The action came as Majority Leader Thomas A. Daschle (D-S.D.) said Democrats may use their new majority power to pressure Bush to commit to increased education funding. Daschle said he may insist on such a commitment before he agrees to send the final version of the education bill to the White House for signature.
"Reform is impossible without resources," Daschle told reporters in his first overt use of his new position to challenge Bush on an issue of top-tier importance to both parties. While he has made no firm decision to hold up the education bill, Daschle said he informed Bush of his thinking last week. "We want a commitment from the administration on the availability of resources," he said.
In the vote on vouchers, the Senate rejected, 58 to 41, an amendment by Sen. Judd Gregg (R-N.H.) that would have provided $ 50 million to 10 cities and three states to test Bush's proposal for vouchers to help low-income students in failing schools transfer to other facilities, private as well as public.
A similar proposal was rejected last month by the House when it approved its version of the legislation.
Although it was the Senate's first major vote since Democrats took control of the chamber last week, the margin of defeat came from Republicans. Eleven GOP senators, including some western conservatives as well as northeastern moderates, joined all but three Democrats in voting against the voucher experiment. Virginia's senators voted for the voucher program, while Maryland's senators voted against it.

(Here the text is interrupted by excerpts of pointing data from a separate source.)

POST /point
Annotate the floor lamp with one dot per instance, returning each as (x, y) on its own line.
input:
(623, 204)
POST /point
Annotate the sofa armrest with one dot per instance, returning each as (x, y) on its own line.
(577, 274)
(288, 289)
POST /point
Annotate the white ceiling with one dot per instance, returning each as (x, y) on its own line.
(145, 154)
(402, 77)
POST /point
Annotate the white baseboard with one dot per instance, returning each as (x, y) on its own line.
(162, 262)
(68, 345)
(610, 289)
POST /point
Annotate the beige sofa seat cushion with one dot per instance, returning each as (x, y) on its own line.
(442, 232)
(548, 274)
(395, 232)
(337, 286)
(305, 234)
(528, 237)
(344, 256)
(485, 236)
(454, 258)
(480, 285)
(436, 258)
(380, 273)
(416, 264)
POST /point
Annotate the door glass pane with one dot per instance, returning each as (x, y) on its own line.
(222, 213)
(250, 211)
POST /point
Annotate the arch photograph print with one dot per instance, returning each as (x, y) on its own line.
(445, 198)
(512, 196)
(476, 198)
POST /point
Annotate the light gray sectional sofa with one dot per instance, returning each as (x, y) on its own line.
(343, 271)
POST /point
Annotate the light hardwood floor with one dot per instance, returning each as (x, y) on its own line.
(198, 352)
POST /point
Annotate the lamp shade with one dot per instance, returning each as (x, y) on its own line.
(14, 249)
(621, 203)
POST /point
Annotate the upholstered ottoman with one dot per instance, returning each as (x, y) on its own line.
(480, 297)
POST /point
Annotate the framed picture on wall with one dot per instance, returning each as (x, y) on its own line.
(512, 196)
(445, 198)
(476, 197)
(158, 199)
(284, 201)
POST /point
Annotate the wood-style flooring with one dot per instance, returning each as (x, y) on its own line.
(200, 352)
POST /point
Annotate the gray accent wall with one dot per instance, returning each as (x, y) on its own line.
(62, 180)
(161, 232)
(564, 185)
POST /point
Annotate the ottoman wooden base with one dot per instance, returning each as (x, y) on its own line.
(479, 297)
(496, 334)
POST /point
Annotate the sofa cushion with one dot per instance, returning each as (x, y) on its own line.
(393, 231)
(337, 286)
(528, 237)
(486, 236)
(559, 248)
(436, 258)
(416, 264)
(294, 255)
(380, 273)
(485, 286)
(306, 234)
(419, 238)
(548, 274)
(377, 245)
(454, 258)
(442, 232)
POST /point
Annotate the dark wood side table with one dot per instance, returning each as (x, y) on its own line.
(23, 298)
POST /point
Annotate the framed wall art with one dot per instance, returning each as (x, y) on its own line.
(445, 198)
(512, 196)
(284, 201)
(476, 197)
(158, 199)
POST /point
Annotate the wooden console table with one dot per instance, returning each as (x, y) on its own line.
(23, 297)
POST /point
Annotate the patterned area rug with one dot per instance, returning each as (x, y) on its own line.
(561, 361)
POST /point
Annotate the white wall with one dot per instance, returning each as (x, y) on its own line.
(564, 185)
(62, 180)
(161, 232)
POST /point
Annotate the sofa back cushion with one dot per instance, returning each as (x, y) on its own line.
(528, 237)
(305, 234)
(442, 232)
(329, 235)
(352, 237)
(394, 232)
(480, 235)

After the vote, Sen. John McCain (R-Ariz.), who had sponsored an amendment to provide a four-year voucher program for poor children in the lowest-performing schools in the District of Columbia, announced he would not seek a vote on the proposal. He said he was doing so at the request of two pro-voucher groups, D.C. Parents for School Choice and Children First America, but still hoped to win passage of a voucher proposal this year.
In the debate on vouchers, Gregg said children in the 9,000 schools that have been identified nationwide as failing are denied "an opportunity to participate in the American dream" and should be allowed to transfer to better schools, even if they are private. Rather than undermining public schools, such "choice" programs strengthen public schools by forcing them to compete for students, he added.

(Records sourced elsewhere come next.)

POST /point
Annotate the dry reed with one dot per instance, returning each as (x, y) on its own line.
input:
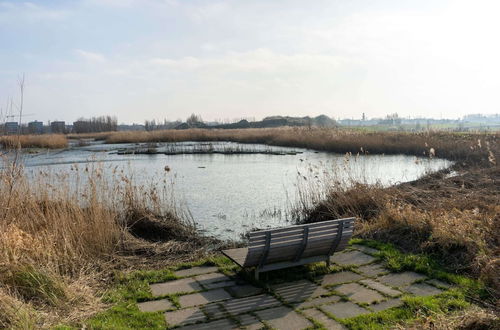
(50, 141)
(57, 229)
(453, 146)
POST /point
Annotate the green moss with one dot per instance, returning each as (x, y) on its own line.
(412, 308)
(397, 261)
(127, 316)
(133, 287)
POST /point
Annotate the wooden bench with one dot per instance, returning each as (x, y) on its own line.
(293, 246)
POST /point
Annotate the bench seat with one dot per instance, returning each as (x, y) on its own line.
(293, 246)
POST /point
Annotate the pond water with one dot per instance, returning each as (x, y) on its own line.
(229, 194)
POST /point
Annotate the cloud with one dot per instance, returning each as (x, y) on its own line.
(28, 12)
(90, 56)
(259, 60)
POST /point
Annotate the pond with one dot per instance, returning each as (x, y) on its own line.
(230, 188)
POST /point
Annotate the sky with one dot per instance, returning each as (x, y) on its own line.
(230, 59)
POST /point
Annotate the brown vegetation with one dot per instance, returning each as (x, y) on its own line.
(50, 141)
(453, 216)
(464, 147)
(56, 240)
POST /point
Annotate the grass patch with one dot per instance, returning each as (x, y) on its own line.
(397, 261)
(133, 287)
(413, 308)
(35, 285)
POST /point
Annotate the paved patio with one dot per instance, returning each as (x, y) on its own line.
(209, 299)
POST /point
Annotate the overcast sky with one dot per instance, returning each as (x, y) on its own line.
(223, 59)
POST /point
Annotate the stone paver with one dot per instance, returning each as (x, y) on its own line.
(359, 293)
(381, 288)
(341, 277)
(372, 270)
(423, 289)
(327, 322)
(249, 322)
(217, 285)
(400, 279)
(283, 318)
(183, 285)
(211, 278)
(184, 316)
(195, 271)
(203, 298)
(365, 249)
(214, 311)
(224, 324)
(317, 302)
(298, 291)
(344, 309)
(245, 290)
(356, 258)
(439, 284)
(386, 305)
(248, 304)
(155, 305)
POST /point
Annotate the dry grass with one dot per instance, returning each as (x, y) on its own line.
(59, 235)
(473, 318)
(453, 218)
(453, 146)
(51, 141)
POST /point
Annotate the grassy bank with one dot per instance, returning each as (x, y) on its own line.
(61, 239)
(452, 216)
(49, 141)
(418, 312)
(60, 245)
(453, 146)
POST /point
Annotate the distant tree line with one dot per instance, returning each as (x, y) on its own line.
(95, 124)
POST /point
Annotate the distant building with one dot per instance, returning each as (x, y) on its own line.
(11, 127)
(35, 127)
(58, 127)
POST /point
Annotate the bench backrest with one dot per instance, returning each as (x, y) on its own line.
(296, 242)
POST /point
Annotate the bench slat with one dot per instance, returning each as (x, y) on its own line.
(310, 225)
(295, 240)
(298, 235)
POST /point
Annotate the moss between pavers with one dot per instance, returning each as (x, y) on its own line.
(131, 288)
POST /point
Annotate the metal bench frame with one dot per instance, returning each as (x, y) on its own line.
(293, 246)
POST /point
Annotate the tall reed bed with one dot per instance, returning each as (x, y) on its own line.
(453, 216)
(50, 141)
(453, 146)
(59, 231)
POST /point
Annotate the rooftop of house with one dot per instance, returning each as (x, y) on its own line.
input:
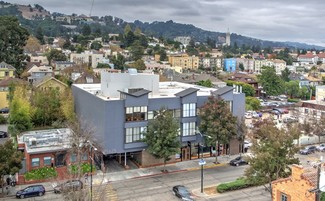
(42, 141)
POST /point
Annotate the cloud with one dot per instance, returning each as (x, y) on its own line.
(280, 20)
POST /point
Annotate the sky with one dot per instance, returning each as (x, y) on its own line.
(275, 20)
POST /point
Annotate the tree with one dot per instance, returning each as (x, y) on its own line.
(272, 84)
(55, 55)
(252, 103)
(285, 75)
(273, 154)
(40, 35)
(161, 135)
(218, 122)
(10, 160)
(13, 39)
(138, 64)
(292, 88)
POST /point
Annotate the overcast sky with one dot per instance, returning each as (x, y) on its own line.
(277, 20)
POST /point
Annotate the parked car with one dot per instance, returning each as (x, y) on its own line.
(182, 192)
(320, 147)
(238, 161)
(72, 185)
(308, 150)
(3, 134)
(31, 191)
(4, 110)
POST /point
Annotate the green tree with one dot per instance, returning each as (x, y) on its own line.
(96, 45)
(55, 55)
(161, 135)
(252, 103)
(285, 75)
(40, 35)
(12, 41)
(292, 88)
(272, 84)
(10, 160)
(205, 83)
(273, 154)
(218, 122)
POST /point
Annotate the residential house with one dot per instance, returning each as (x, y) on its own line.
(244, 77)
(47, 148)
(90, 58)
(300, 185)
(121, 105)
(184, 61)
(38, 73)
(308, 58)
(6, 70)
(230, 64)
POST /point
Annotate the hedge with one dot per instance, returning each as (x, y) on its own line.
(240, 183)
(41, 173)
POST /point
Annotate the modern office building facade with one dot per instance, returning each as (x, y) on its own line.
(119, 109)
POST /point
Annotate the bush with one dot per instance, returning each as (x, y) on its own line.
(293, 100)
(3, 120)
(85, 167)
(41, 173)
(240, 183)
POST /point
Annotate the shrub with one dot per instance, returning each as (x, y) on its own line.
(3, 120)
(85, 167)
(234, 185)
(41, 173)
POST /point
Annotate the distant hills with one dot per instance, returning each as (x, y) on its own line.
(109, 24)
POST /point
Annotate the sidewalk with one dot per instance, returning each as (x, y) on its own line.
(171, 168)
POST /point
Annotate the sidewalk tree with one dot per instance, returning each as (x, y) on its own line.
(13, 39)
(10, 160)
(218, 122)
(273, 154)
(272, 84)
(161, 136)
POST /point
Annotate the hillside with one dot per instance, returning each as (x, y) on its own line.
(32, 17)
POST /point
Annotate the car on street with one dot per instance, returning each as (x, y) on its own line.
(308, 150)
(71, 185)
(3, 134)
(4, 110)
(182, 192)
(320, 147)
(238, 161)
(31, 191)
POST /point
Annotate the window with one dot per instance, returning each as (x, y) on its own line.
(134, 134)
(189, 110)
(284, 197)
(35, 162)
(47, 160)
(73, 158)
(189, 128)
(136, 113)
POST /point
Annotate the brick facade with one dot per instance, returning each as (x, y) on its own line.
(295, 188)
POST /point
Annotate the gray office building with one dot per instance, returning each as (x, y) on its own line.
(121, 105)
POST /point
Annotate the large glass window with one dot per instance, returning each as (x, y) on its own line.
(136, 113)
(134, 134)
(35, 162)
(189, 128)
(189, 110)
(47, 160)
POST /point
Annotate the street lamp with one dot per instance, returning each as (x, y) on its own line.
(91, 169)
(202, 161)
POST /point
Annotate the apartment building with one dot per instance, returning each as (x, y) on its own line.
(120, 107)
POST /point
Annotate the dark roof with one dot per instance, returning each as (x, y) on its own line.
(223, 90)
(137, 93)
(187, 92)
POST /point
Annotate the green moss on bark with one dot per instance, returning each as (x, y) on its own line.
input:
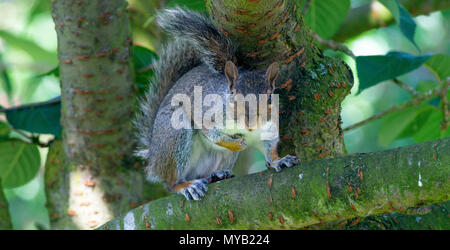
(311, 193)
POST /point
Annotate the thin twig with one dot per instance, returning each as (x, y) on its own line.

But critics, led by Sen. Edward M. Kennedy (D-Mass.), new chairman of the committee with jurisdiction over education, argued that vouchers would divert already scarce resources from public schools, do nothing to improve them and undermine the bill's goal of increasing accountability for school performance because private schools are exempt from the requirements.

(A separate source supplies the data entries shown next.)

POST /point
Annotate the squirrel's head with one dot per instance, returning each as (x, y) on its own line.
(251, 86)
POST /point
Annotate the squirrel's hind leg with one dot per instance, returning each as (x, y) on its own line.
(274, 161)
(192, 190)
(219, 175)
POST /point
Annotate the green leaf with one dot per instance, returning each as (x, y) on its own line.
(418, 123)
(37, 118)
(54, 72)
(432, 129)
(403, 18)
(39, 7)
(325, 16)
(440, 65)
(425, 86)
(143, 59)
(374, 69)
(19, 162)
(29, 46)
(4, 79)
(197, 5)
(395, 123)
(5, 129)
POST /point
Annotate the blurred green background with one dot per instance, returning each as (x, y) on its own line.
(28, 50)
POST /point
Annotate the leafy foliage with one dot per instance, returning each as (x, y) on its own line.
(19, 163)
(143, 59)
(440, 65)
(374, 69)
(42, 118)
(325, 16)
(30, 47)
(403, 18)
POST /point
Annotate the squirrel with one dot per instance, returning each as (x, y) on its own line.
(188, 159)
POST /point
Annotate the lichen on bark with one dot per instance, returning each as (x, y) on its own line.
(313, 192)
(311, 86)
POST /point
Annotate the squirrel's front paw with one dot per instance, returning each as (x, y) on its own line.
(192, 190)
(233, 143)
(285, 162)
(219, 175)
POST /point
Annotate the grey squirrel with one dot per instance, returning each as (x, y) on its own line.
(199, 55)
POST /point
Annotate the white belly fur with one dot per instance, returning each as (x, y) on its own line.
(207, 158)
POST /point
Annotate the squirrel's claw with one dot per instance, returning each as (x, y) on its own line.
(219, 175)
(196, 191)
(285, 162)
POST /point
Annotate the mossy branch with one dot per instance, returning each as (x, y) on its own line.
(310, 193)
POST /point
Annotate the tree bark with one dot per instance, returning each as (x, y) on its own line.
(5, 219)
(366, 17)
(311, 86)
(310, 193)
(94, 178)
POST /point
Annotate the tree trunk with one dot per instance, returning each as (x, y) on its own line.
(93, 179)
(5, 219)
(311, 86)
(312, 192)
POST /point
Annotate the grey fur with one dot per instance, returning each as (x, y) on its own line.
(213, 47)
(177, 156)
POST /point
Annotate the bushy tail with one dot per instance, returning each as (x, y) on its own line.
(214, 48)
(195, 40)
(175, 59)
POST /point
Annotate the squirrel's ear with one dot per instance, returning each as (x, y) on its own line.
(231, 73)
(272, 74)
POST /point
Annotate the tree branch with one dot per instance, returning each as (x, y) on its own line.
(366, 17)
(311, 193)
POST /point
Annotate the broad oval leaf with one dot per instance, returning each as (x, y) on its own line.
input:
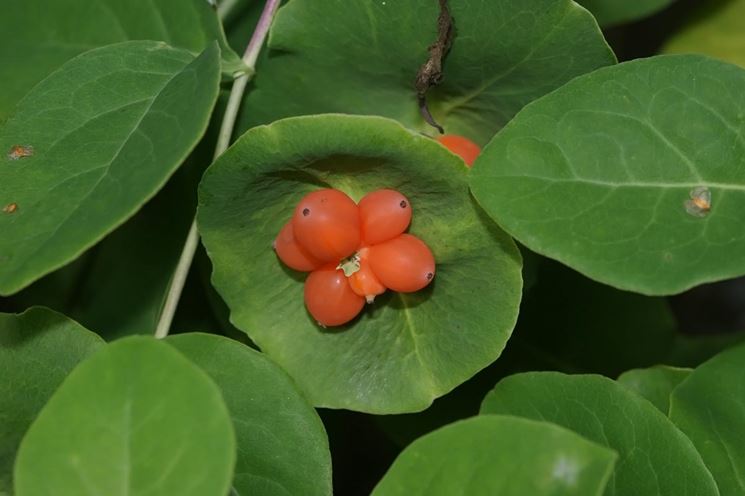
(504, 55)
(494, 454)
(38, 36)
(708, 407)
(282, 444)
(631, 175)
(714, 29)
(655, 458)
(136, 418)
(612, 12)
(105, 132)
(405, 349)
(572, 324)
(654, 383)
(38, 348)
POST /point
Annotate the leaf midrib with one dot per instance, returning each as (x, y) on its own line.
(20, 267)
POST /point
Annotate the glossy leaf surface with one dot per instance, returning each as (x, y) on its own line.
(107, 130)
(38, 348)
(655, 458)
(655, 383)
(38, 36)
(504, 55)
(610, 174)
(708, 408)
(282, 445)
(136, 418)
(494, 454)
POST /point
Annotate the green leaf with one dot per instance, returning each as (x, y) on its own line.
(708, 408)
(573, 324)
(611, 12)
(501, 455)
(136, 418)
(693, 350)
(405, 349)
(601, 174)
(107, 130)
(38, 348)
(505, 54)
(38, 36)
(654, 383)
(282, 445)
(654, 456)
(714, 29)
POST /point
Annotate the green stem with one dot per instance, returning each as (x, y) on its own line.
(223, 141)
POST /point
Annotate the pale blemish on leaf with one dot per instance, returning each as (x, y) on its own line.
(565, 470)
(699, 204)
(20, 151)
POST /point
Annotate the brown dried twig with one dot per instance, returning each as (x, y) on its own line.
(430, 73)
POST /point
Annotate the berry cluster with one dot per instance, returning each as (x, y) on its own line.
(353, 252)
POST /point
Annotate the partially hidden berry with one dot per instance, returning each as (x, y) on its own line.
(291, 253)
(384, 214)
(327, 224)
(364, 282)
(329, 297)
(463, 147)
(404, 264)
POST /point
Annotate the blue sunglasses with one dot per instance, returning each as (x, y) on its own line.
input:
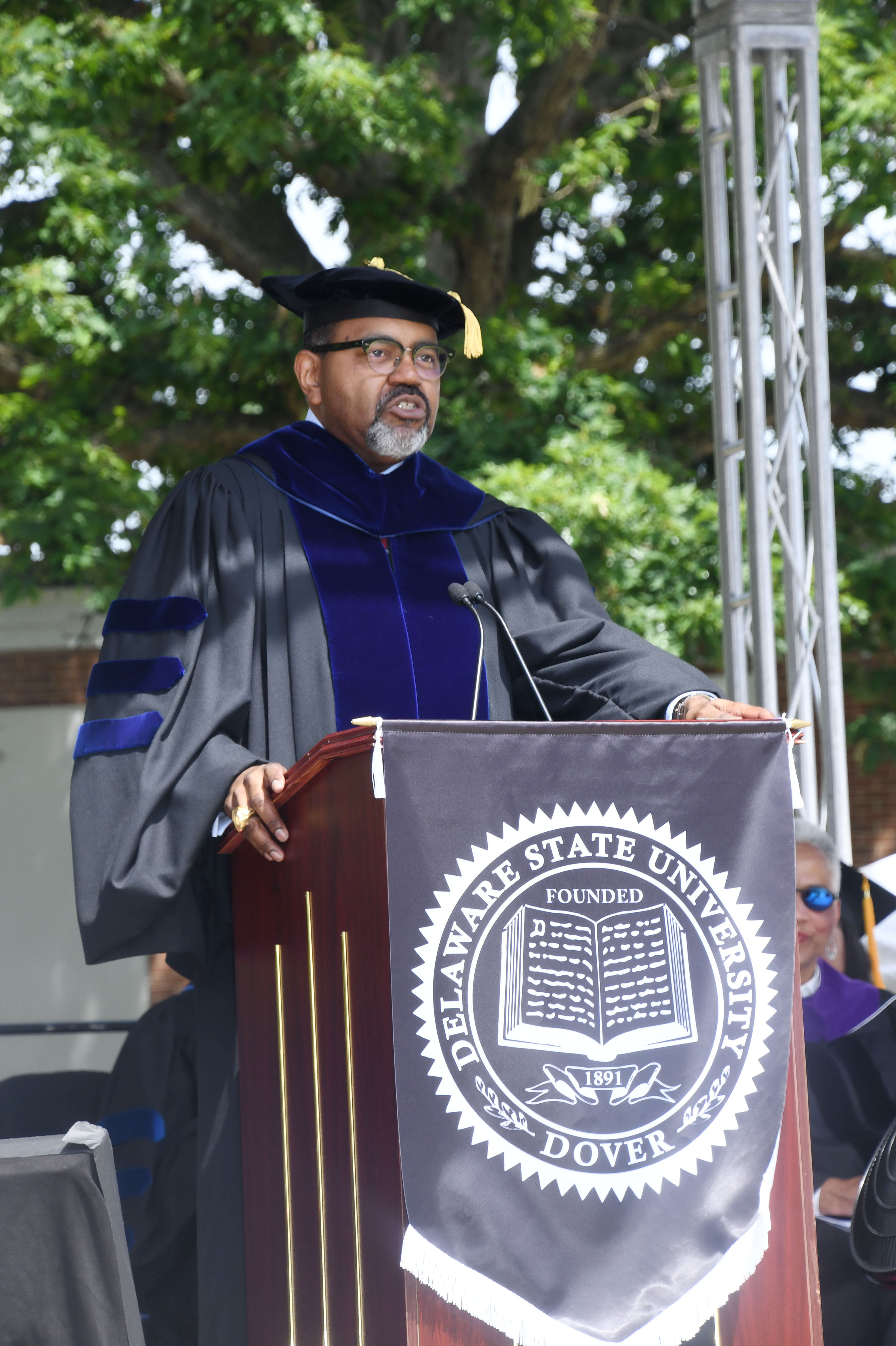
(817, 900)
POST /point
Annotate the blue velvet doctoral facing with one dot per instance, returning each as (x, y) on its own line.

After rejecting the voucher proposal, the Senate approved by voice vote a proposal by Gregg and Sen. Thomas R. Carper (D-Del.) to provide $ 125 million in grants to help implement choice programs among public schools and $ 400 million to assist in the formation of charter schools.
While omitting vouchers, the Senate bill retains such key features of Bush's education agenda as annual math and reading tests, greater flexibility for schools in use of federal funds and consequences for schools that continually fail to improve student performance. Children in those schools could receive federal funds for special services such as tutoring and transportation to other public schools.